Des conceptions de morale et de valeur divergentes divisent un peuple

«L’éducation relève toujours encore du domaine des cantons»

Interview de Werner Messmer, conseiller national PRD Thurgovie

thk. Werner Messmer a été élu au Conseil national pour la première fois en 1999. Entrepreneur diplômé, il dirige une entreprise de construction et il préside depuis plusieurs années la Société suisse des entrepreneurs. Werner Messmer fait partie du comité de la pétition «Contre la sexualisation de l’école publique» (cf. «Horizons et débats» n° 39 du 3 octobre 2011) et il se prononce ouvertement contre l’introduction insidieuse d’une éducation sexuelle qui ne se conforme aux principes éthiques de notre culture. On ne peut en aucun cas introduire un tel cours sans débat public et sans vote démocratique. Dans l’interview ci-dessous, il expose les raisons de son engagement.

Horizons et débats: Monsieur le conseiller national, vous faites partie du comité de pétition contre l’éducation sexuelle prévue et vous vous opposez à son introduction. Qu’est-ce qui vous dérange dans ce projet?
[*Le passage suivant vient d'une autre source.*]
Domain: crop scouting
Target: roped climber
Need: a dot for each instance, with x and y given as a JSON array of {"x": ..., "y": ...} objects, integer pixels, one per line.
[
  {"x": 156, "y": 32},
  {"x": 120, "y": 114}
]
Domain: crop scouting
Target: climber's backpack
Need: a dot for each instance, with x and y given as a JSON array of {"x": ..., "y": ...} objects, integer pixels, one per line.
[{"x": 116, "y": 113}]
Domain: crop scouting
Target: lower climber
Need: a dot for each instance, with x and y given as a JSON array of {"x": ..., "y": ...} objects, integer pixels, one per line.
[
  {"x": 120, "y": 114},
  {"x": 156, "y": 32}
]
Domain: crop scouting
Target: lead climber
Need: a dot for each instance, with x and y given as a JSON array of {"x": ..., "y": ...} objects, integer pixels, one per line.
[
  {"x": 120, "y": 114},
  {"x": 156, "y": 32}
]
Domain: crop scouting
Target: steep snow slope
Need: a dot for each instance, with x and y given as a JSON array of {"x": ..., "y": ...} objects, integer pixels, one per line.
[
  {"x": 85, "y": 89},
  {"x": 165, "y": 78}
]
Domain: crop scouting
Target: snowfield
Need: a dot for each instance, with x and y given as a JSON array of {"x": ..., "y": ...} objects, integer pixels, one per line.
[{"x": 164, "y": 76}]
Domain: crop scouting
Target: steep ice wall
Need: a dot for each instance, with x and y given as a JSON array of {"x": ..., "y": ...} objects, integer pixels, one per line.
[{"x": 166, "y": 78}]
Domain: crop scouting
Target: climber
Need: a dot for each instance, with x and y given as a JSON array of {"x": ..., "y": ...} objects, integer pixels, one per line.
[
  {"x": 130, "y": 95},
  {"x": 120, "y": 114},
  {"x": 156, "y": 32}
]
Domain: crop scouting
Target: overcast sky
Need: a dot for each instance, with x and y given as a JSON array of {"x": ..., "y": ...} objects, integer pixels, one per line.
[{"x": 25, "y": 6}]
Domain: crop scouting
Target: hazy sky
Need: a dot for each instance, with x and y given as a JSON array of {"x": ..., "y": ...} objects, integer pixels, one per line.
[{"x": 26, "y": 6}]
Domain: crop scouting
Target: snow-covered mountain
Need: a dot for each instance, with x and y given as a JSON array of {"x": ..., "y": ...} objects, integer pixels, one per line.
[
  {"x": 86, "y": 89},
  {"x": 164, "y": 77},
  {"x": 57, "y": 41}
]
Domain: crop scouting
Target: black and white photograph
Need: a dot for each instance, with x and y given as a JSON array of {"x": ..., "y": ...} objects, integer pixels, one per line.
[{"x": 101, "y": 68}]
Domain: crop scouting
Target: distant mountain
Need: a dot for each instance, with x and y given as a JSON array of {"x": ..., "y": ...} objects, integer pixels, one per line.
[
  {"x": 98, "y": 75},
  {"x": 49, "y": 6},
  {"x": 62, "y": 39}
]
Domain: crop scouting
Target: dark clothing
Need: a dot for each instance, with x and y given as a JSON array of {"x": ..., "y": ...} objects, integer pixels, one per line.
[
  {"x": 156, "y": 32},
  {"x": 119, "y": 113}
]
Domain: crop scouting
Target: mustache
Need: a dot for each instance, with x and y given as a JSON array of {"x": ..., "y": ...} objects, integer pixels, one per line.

Werner Messmer: C’est intéressant comme aujourd’hui on parle dans une mesure de plus en plus large des valeurs, de l’éthique et de la morale. Je constate à ce propos que de moins en moins de gens savent quelle norme on vise quand on parle de valeurs et de morale. Il y a ainsi diverses idées de morale et de valeurs, qui divisent un peuple, un pays. Je fais partie de ceux qui disent que nous avions un passé couronné de succès basé sur la morale, l’éthique et la culture chrétiennes. Pour moi, ce sur quoi nous devons nous mettre d’accord, c’est toujours le fondement sur lequel nous devrions nous retrouver. C’est notre culture et nous nous fondons sur elle. Cela signifie bien sûr que nous devons transmettre les valeurs et l’éthique aux générations futures et que nous devons aussi les vivre. Si je considère cela de cette façon, des conceptions telles que «la sexualité libre» et «chacun peut se développer comme il veut» – c’est bien sûr aussi en rapport avec l’éducation antiautoritaire – il est tout à fait clair qu’il faut refuser ces idées. Nous devons empêcher cela. Nous devons essayer de revenir un peu à un ordre dans lequel nous plaçons des glissières de sécurité. A l’intérieur de celles-ci, un développement de vie a fait ses preuves et nous voulons aussi favoriser ce développement de vie.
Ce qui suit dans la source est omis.